Recordé –lo hacía cada vez que estaba
frente a una cantidad considerable de agua– cuando
de niño me divertía permaneciendo en lo
más profundo de la piscina de casa por uno, al
comienzo, por cuatro, a los dos meses, por siete minutos,
al tercero.
Luego
de un merecido descanso, empecé a meter uno a
uno los ataúdes al agua. Cuando todos estuvieron
adentro, algunos féretros se abrieron y desde
su interior empezaron a aparecer especies de figuras
humanas que gritaban y maldecían más de
la cuenta. Tenían la apariencia de hologramas,
pero pensar eso hubiese sido muy inocente: eran, sin
ninguna duda, las imágenes más reales
y maravillosas que jamás había visto.
Ya hubiese querido cualquiera observar cómo los
peces saltaban por encima de los féretros blancos
y marrones para luego sumergirse y así empezar
de nuevo y de nuevo y de nuevo. Sin embargo, cuando
ya empezaba a olvidarme del dolor, debí dejar
de observar aquella gala, ya que a mis espaldas aparecieron
veintidós personas que coreaban mi nombre como
si hubiera sido el capitán de algún equipo
nacional exitoso.

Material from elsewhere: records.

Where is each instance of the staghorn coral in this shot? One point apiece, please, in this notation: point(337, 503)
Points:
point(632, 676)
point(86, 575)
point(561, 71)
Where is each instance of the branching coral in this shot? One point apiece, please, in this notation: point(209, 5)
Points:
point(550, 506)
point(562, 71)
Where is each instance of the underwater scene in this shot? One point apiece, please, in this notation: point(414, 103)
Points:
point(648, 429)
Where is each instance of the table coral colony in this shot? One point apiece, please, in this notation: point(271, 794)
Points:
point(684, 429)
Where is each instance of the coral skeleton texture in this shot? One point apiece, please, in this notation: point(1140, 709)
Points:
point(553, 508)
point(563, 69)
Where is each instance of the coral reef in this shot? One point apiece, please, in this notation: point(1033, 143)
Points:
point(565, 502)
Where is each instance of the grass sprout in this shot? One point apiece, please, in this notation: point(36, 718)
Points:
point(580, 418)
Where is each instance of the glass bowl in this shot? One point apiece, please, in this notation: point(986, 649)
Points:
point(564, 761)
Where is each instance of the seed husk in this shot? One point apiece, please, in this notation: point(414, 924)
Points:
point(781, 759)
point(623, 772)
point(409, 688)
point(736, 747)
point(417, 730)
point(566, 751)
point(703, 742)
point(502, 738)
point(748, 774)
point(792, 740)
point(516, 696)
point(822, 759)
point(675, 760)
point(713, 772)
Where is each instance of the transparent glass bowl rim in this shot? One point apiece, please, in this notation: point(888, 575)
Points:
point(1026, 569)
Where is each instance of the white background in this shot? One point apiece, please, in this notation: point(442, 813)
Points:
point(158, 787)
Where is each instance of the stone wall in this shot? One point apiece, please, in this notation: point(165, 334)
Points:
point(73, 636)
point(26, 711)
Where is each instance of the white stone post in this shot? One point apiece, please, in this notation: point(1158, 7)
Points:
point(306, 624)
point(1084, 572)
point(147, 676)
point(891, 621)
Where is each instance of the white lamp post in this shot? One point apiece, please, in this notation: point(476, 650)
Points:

Se sentaron inmediatamente detrás
de mí, al mismo tiempo que dos de ellos me agarraron
por los brazos y a la fuerza trataron de levantarme
y llevarme de regreso; al mismo tiempo que los cadetes
llegaron nuevamente hasta el patio de casa; al mismo
tiempo que Julia se movía en la cama y estiraba
su brazo y me acariciaba la cabeza; al mismo tiempo
que mamá me sacaba de la piscina y me regalaba
besos; al mismo tiempo que sentía cómo
el viento frío que entraba por la ventana que
dejé abierta me revolvía los cabellos.
Hace dos semanas recibí una invitación
para el nuevo matrimonio de Julia. Se casa con un hombre
al que nunca conocí, o del que nunca fui capaz
de percatarme. Espero que sea feliz. Estoy seguro de
que se lo merece. Quizá ahora, en este mismo
momento, anda inflándole la barriga a su nuevo
hombre, moviendo las comisuras de sus labios y las puntas
de sus cabellos, y sonriendo como si todo le sonriera.
Finalmente
esta mañana decidí pararme de la cama,
pensado en que me hubiese encantado haber tenido un
hijo y que ahora me visitase a diario, o cuando tuviera
tiempo libre; o al menos poder tener una foto de ambos
abrazados o besándonos. A veces lo imagino, tan
alto y flaco como yo, corriendo por la sala de espera
en busca de su padre, llevándome a caminar, y,
sobre todo, convenciéndome de que de ninguna
manera es la mejor opción estar metido en esta
cama mientras dejo pasar la vida delante de mis ojos.